Strangely, times of success are most dangerous for me. When people tell me, “You’re great” or “Your comeback is amazing” or “You’re a god,” I could feed right into it and go get high. Hey, if my life is so good, how could smoking a joint be bad? How could a shot of Hennessy or a line of coke be so bad when everything else I’ve been doing is great — especially when there are beautiful, successful people feeding my ego and supplying the drugs? So I’ve learned that when people congratulate me, that’s when I focus on my flaws. That way I don’t allow my narcissism to fly sky-high and allow me to think that I can act out without any consequences.

I had been sober for five years when I had a slip and started drinking again. I had just finished the manuscript of my book, my one-man show was about to air on HBO, and we had a reality series in the can for Fox Sports. I was not accustomed to all that success in an arena other than boxing.

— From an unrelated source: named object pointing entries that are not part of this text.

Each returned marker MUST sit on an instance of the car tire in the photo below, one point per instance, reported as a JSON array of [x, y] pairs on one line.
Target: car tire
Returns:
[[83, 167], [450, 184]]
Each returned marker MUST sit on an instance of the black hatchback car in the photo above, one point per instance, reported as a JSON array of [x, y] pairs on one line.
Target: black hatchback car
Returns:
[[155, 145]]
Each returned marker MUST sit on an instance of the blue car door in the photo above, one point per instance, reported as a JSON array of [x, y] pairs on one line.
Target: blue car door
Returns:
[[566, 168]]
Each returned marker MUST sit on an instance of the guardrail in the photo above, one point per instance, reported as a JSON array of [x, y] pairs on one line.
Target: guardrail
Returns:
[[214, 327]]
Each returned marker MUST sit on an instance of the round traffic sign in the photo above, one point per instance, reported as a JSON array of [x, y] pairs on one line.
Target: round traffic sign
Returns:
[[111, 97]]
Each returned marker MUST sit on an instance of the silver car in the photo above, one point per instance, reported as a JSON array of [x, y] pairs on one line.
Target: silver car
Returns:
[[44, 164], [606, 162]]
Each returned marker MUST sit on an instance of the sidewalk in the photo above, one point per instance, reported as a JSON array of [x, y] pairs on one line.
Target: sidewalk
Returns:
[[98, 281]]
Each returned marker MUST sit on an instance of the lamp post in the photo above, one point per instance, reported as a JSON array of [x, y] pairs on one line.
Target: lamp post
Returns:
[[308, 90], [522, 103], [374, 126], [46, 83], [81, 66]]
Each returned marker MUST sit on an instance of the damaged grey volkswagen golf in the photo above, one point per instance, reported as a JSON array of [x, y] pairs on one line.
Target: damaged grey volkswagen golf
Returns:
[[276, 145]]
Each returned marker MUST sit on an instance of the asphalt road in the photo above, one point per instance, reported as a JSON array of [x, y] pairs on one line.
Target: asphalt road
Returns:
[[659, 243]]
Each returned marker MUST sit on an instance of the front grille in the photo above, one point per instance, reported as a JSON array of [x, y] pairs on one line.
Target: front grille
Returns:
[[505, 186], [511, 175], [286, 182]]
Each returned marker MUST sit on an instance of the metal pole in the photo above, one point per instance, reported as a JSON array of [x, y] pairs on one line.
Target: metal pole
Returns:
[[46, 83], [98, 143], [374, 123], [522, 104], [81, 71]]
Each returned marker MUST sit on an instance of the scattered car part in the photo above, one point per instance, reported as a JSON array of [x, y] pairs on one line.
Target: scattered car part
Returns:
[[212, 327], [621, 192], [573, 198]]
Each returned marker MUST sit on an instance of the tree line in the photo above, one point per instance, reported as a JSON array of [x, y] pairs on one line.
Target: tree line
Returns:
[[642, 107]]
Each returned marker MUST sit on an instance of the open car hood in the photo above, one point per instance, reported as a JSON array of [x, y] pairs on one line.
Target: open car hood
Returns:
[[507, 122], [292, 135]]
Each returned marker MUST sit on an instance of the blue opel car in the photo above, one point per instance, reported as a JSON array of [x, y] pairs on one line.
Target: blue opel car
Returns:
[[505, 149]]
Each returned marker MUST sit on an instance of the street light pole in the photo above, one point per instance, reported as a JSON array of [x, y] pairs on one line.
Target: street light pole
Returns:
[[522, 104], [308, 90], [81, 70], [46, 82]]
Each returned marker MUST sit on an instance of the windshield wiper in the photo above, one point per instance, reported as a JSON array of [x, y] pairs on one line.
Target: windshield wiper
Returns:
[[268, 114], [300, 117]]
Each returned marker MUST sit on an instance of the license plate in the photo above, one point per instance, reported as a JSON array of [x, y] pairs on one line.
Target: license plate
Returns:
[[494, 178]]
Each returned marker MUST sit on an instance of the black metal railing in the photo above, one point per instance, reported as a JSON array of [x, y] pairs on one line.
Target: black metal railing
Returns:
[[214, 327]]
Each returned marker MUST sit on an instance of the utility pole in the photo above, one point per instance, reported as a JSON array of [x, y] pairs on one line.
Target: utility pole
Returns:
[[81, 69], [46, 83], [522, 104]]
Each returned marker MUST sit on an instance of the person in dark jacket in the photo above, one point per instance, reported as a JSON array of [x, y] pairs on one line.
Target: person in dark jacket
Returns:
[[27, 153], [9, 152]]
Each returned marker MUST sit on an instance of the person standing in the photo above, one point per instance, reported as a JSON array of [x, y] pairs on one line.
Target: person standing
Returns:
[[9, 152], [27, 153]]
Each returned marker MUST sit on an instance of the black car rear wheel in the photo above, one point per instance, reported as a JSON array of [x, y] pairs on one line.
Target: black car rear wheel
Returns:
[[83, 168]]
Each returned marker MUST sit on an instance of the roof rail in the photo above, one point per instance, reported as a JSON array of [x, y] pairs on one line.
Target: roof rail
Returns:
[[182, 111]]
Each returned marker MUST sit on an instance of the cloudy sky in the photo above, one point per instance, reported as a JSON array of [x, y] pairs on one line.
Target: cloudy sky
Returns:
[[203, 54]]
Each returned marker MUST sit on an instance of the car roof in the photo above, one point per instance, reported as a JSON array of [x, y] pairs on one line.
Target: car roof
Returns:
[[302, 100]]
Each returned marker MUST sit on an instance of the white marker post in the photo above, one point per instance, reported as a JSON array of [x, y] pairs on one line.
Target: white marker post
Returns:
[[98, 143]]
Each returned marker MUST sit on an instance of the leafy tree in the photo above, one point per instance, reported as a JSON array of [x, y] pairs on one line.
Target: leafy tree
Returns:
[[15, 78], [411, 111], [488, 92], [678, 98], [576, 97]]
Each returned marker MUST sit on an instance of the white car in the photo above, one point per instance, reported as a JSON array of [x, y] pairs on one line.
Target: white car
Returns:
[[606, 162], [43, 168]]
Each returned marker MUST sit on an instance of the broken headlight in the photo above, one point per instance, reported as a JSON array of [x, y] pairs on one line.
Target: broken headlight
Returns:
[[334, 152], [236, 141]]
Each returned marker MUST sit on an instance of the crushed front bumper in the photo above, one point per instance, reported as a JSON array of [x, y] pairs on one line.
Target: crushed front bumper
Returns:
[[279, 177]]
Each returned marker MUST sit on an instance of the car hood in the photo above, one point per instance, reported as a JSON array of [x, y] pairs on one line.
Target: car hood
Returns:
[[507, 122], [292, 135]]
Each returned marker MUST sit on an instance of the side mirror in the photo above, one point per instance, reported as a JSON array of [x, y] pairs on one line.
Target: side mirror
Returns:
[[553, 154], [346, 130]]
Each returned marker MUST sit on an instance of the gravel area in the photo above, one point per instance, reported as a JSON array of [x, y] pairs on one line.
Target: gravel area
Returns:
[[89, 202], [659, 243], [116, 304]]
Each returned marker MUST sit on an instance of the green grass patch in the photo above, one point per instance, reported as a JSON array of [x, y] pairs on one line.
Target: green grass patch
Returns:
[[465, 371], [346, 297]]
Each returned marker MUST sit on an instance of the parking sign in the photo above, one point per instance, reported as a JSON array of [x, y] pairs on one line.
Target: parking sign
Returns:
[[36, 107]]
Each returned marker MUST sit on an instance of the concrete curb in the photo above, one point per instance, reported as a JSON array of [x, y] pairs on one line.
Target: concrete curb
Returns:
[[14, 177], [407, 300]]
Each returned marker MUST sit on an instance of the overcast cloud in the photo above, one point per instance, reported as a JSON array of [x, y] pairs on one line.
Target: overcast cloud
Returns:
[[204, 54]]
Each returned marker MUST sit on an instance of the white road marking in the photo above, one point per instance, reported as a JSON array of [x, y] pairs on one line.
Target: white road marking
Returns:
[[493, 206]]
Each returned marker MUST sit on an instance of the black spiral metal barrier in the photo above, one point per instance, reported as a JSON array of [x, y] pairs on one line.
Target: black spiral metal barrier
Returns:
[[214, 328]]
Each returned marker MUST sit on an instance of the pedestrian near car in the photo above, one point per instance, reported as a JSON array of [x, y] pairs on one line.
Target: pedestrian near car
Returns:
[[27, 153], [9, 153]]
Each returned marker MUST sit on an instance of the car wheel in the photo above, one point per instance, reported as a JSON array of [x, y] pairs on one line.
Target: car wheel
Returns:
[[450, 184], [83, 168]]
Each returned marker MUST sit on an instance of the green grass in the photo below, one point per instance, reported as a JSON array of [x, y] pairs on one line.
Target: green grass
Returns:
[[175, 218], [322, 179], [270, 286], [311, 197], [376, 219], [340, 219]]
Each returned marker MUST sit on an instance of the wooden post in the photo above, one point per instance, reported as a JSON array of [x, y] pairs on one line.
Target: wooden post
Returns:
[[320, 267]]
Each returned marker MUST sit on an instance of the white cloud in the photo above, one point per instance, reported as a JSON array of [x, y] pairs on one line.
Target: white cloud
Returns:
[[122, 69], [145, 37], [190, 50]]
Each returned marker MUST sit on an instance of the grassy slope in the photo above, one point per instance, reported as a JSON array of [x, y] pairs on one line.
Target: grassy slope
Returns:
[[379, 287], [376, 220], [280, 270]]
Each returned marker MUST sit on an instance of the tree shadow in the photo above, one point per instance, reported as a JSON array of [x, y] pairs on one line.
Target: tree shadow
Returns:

I had such a negative self-image that I just expected bad things to happen to me. And even though I hadn’t been using for five years, all that time I just didn’t feel comfortable in my skin. I was holding secrets from my loved ones, things that I had to get off my chest because I was dying inside. That’s the worst feeling in the world, keeping things to yourself.

When I resolved those issues, through therapy and by talking honestly with my family, I felt like a new man. When I relapsed in the past, I would keep getting high until I was in a car accident or got arrested. But this time, after drinking for two or three days, I came back. I didn’t wait for an intervention. I just got right back on the wagon. After years of therapy, I had learned not to beat up on myself. I remembered that relapse is a part of recovery.

This is the best I’ve ever felt. I’m on the pathway to humility, fully aware that you can’t rule until you’ve served.

“I hate myself. I’m trying to kill myself,” Tyson said in his seemingly off-the-cuff comments, before celebrating having resisted temptation over the past six days. “I hate myself a lot, but I made myself proud of myself. And I don’t do that much.”